Originally published June 2, 2013
For the second year in a row, Grand Valley State University is facing an issue of on-campus housing overcrowding, which has resulted—and will possibly again result—in sending freshmen off campus into the intimidating upperclassmen communities of Laker Village and The Ravines.
GVSU Housing Director Andy Beachnau said other first-years will squeeze in additional roommates in an attempt to accommodate everyone, and some will be forced to temporarily stay in lounges while the situation is addressed.
The problem isn’t that GVSU has too many freshmen and too few beds. The 2012-2013 school year had 4,005 first-years and room for 5,820 residents on campus.
The problem is that GVSU welcomes back too many upperclassmen to snatch up university beds before allocating the remainder to the freshmen.
GVSU Institutional Analysis dad shows that 3,335—about 84.1 percent—of first-time college students lived on campus in fall 2012. Those freshmen only occupied 57.3 percent of beds, meaning that more could have been accommodated if returning students hadn’t gotten first pick.
As of now, upperclassmen are offered official GVSU housing in on-campus apartments, gender-neutral housing, and family housing.
While the off-campus options are rightfully supplied to returning students, the on-campus units might easily be used to alleviate the strain of packed freshmen dorms and prevent freshmen from having to stray off campus.
So surrender the on-campus apartments and living communities, and save the off-campus stuff for the upperclassmen not yet ready to sacrifice the convenient location and comforts of university housing.

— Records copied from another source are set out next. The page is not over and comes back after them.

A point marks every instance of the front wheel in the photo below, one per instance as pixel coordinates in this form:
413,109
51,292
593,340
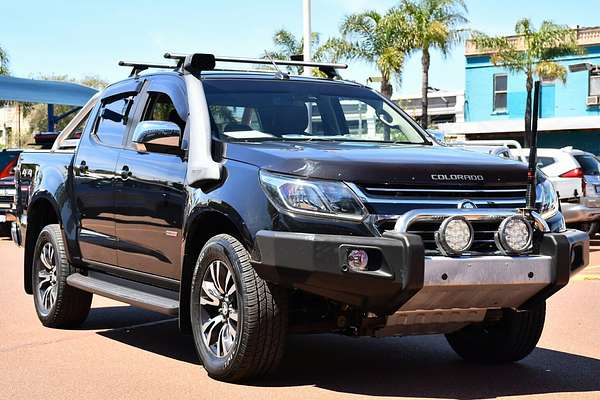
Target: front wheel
511,339
239,321
57,304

The move would certainly not be unprecedented.
Many colleges, including the University of Michigan, give preference to incoming freshmen before promising on-campus housing to the upperclassmen.
During the 2012-2013 school year, the University of Michigan was reported to have had a similar housing shortage where demand far outreached supply.
A reporter with AnnArbor.com wrote that the university ensured housing to all incoming freshmen before offering the leftover beds to rising sophomores. Interested rising juniors claimed some of the remaining rooms, and rising seniors scraped the bottom of the barrel for whatever was left.
Sure, this system might not have pleased many upperclassmen, but they’d had their chance to embrace campus life, and the freshmen probably need the experience more. It’s time for them to move on.
And it’s time for you to move on, Grand Valley. Welcome new faces and set the old ones free.
Don’t waste time drawing plans for renovations, new buildings or retirement of current units.
Just reserve room for those who absolutely need it, and fill in the rest later.